明日帰国するので北京の最終日。
今回は徹底して紫禁城見物。
今日は北側から入城、紫禁城の北側には小山があって頂上に萬春亭が鎮座している。
ここは明朝最後の皇帝、崇禎帝が李自成に紫禁城を落とされ、追われて逃げ込み、首をつったところである。
この小山、紫禁城の水堀を掘った際に掻き揚げた土を盛り上げて造った人工の山である。
紫禁城を北から入るということは皇帝のプライベート空間の方から入るということで、江戸城の大奥を見物するようなもの。
こちらも建物が隙間なく並んでいて壮観。
それにしても石造りの空間はいかにも寒そうである。
調度品も当時のものを再現していて清朝のラストエンペラー宣統帝溥儀ゆかりの品も展示しており、あの西太后の肖像写真も飾ってあった。
清代の意匠は動物系のものを上手く活用していて、日本でいう神社の狛犬にあたる魔除けが獅子以外にも象や鳥などバリエーションが豊富である。
また屋根の装飾がとても凝っているのが印象的。
先頭に霊鳥に乗る仙人、その後に神獣が奇数個並ぶ。
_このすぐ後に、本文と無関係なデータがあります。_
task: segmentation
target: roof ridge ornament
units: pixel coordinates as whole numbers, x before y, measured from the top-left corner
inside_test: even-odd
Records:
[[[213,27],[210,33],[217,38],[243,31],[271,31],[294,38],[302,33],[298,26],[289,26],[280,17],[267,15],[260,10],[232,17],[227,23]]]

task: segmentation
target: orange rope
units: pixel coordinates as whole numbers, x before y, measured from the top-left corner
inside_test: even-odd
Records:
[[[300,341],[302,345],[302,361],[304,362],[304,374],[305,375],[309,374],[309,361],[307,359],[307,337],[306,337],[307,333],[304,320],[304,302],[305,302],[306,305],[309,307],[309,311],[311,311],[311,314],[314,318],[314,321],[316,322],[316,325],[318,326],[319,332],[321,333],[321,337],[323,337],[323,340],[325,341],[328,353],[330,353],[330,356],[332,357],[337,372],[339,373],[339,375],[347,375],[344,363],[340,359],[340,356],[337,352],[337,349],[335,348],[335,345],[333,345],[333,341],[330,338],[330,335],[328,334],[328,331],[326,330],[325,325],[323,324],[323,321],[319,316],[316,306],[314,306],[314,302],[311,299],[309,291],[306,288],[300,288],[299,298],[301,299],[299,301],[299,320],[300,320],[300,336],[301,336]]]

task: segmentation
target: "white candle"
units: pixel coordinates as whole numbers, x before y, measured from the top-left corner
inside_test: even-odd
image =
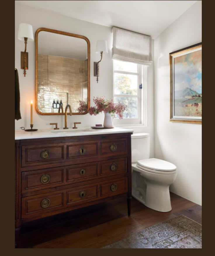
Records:
[[[33,124],[33,101],[31,101],[31,124]]]

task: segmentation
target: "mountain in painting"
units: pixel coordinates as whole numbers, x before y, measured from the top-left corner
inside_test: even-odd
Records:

殿は龍。
神獣の数が多いほど建物の重要度が大きいという。
日本寺院と比べると鴟尾にあたる部分デフォルメされた龍が口を開けている。
これは日本同様、火除けらしい。
シルエットなど重々しくて日本のもののような伸びやかさや端麗といった風ではないが、明代清代の建物は重厚、勇壮でこれもいい。
清朝を造ったのは女真族。
漢民族の明朝を打倒して紫禁城に入城すると政体は中華王朝の伝統を引き継ぎ、科挙やらシビリアンコントロールを見事に洗練させた。
異民族は漢民族以上に中華思想の権化として「皇帝道」を昇華させ西欧列強にいたぶられるまで維持した。
北方民族の風習である弁髪など強要したりもしたが異民族と漢民族のハイブリッド文化が紫禁城を形成している。
しかし何度も思うように中華のおもしろさは「数」。
膨大な人間を集めて紫禁城は築かれ、膨大な官僚と女を集めて紫禁城の日常を営んだ。
何といってもそれだけ人間を集めうるというところに中華文明の凄みがある。
歩き回ることでそのマンパワーを心身に刻む旅だった。
かつては否定してきた清朝時代を見事に観光資源化しているのも中華らしさ。
ここも抜け目ない。
90年代に最初に北京に来た時、「何という凋落ぶりよ」と嘆いたものだが経済という点では20年ですっかり日本はぶち抜かれている。
紫禁城の近くの胡同(フートン)に行って土産を物色。
私の好物、動物系の置物を物色するうち、北京獅子の狛犬をセットで購入。
重かったが何とかスーツケースに押し込んで緞通共々無事に帰宅。